☆シンガポールGIC、ウェスティンホテル東京買収・770億円       (2.・3日経NET)

 シンガポール政府投資公社(GIC)は月内にも、米モルガン・スタンレーが保有するウェスティンホテル東京(東京・目黒)を約770億円で買収する。米国の信用力の低い個人向け住宅融資(サブプライムローン)問題の余波で世界的に不動産取引が冷え込むなか、日本の優良不動産がなお割安とみた海外政府系ファンドの大型投資が実現する。

 GICは2日までにウェスティン東京の土地・建物を取得することでモルガンと基本合意。今月下旬をメドに取引を完了する計画だ。GICはホテルの営業をそのまま継続し、長期保有により価値を高める方針とみられる。サブプライム問題に端を発した世界的な金融市場の混乱で、米欧のほか日本でも大型の不動産取引がほぼストップする環境のもと、GICは異例の規模の不動産投資に踏み切る。


☆不動産からマネー流出・世界のREIT、昨年ピーク比2割減    (2.・2日経NET)

 信用収縮を背景に投資マネーが不動産市場から流出している。世界の取引所に上場する不動産投資信託(REIT)の昨年末の時価総額合計はピークだった昨年3月末に比べて2割減った。不動産ファンドでも英国で個人投資家の資金引き出し要請に対応しきれず、解約制限を導入するケースが相次いでいる。投資マネー流出は不動産市況の悪化要因。株価も不安定な動きが続くなか、世界的な金融市場の動揺が実体経済に影響を及ぼすリスクが高まっている。

 REITは小口の上場証券の形で広く資金を集め、商業用施設やオフィスビルなどに投資する仕組み。世界の時価総額合計は昨年末時点で3350億ポンド(70兆円強、英AMEキャピタル集計)。昨年後半からマネーが流出し、ピークだった3月末に比べて米国で3割、英国で2割強、日本で1割強減った。急拡大していたオーストラリアやフランスでは伸びが止まっている。

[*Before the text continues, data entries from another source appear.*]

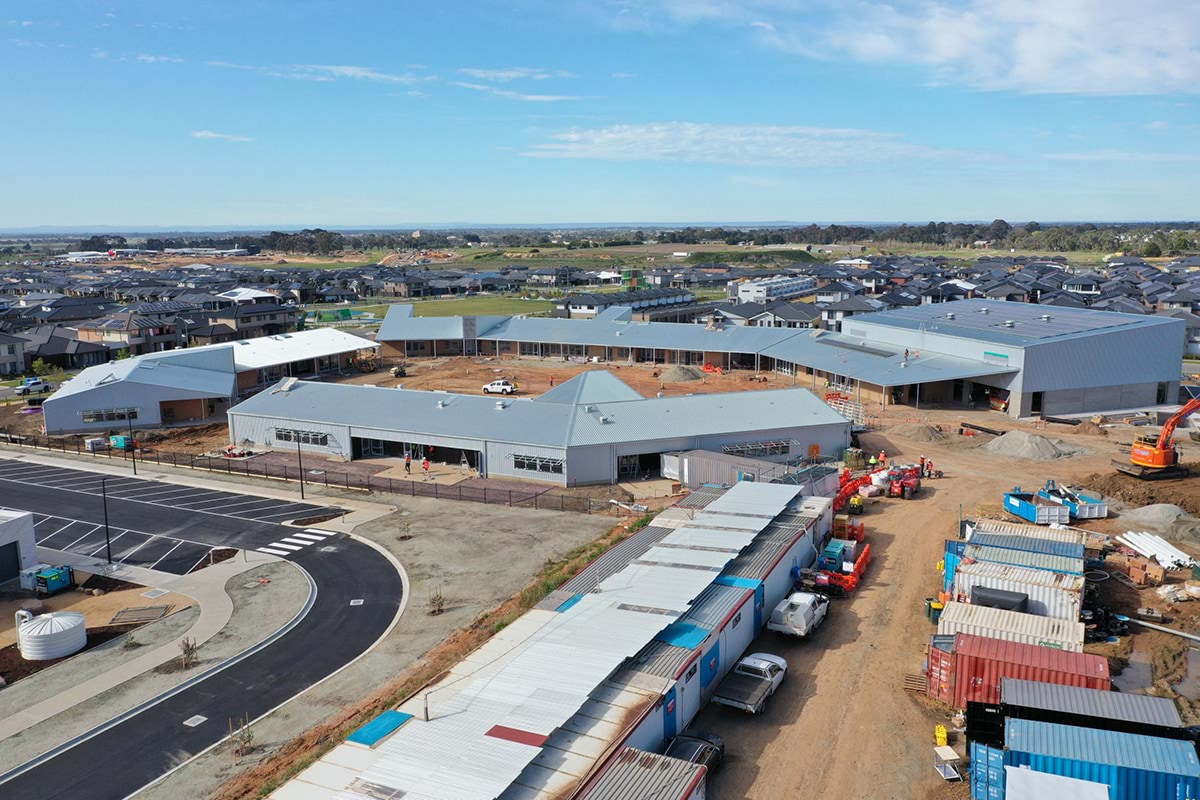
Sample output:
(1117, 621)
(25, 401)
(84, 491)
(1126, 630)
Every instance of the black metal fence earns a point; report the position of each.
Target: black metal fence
(525, 498)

 サブプライムの影響で投資ファンドのパワーがなくなり、政府系ファンドの存在感が増すという構図が不動産にも及んできました。世界の不動産市況が冷え込む中、まだまだ日本の優良不動産はいけるとみたのか、シンガポール政府投資公社(GIC)が異例の規模の案件に乗り出しました。GICは1981年に設立。中央銀行に当たる金融通貨庁(MAS)から外貨準備を預かり、国内外の株式、ブライベート・エクイティ、不動産、商品、ヘッジファンドなどで資産運用し、資産運用規模は2000億ドルを超えます。サブプライムで疲弊したUBSやシティに出資を決定、また日本では福岡市のホークスタウンを買収するなど以前から不動産投資に積極的でした。

 不動産ファンドの力が弱まってきたのは昨年の秋ごろからです。自己資金に金融機関の借り入れを加えて投資資金を膨らませないことには不動産取得のビジネスモデルは成り立ちません。しかし、サブプラム余波で多くの金融機関が不動産融資の蛇口をしめてしまったため、ファンドの投資余力は急速に減退してしまいました。その点、潤沢なキャッシュを持つ政府系ファンドは強いものです。まして、長期保有を投資の前提としているので、収益性のある不動産は安定した利回りが保証されるという点で願ったりかなったりの運用先となるのです。

 日本の不良債権を安値で買い漁ったモルガンやゴールドマン、ここにきてかなりの投資リターンを確定できる場面が多く出てきそうですね。今回の売り主のモルガン・スタンレーはこれまで総額2兆円を越える不動産を取得してきました。昨年春に全日空から13ホテルを2800億円強で買収するなど、まだまだ不動産投資の意欲は衰えていないようですが、資産価値の上がったものは、さすがに利益を確定するため売却する方針のようですね。

確かに説明のつかない値段まで上がりきった欧米や上海の不動産と比べると、日本の優良不動産の方が投資冥利につきます。世界中で保有不動産の入れ替えが模索された場合、このような買収が今後も行われる可能性は大きくなり、プレイヤーとして政府系ファンドが不動産市場でも台頭してくるでしょう。

 なんといっても、シンガポールはひとつの企業のように運用能力がずばぬけています。中国の政府系ファンドのモデルもシンガポール。となると、他国の政府系ファンドもシンガポールの行動を横目で見て、日本の優良不動産に目をつけてくる可能性が出てきました。

 さあ、強弱感の対立してきた日本の不動産市場。今後の行方に大注目です。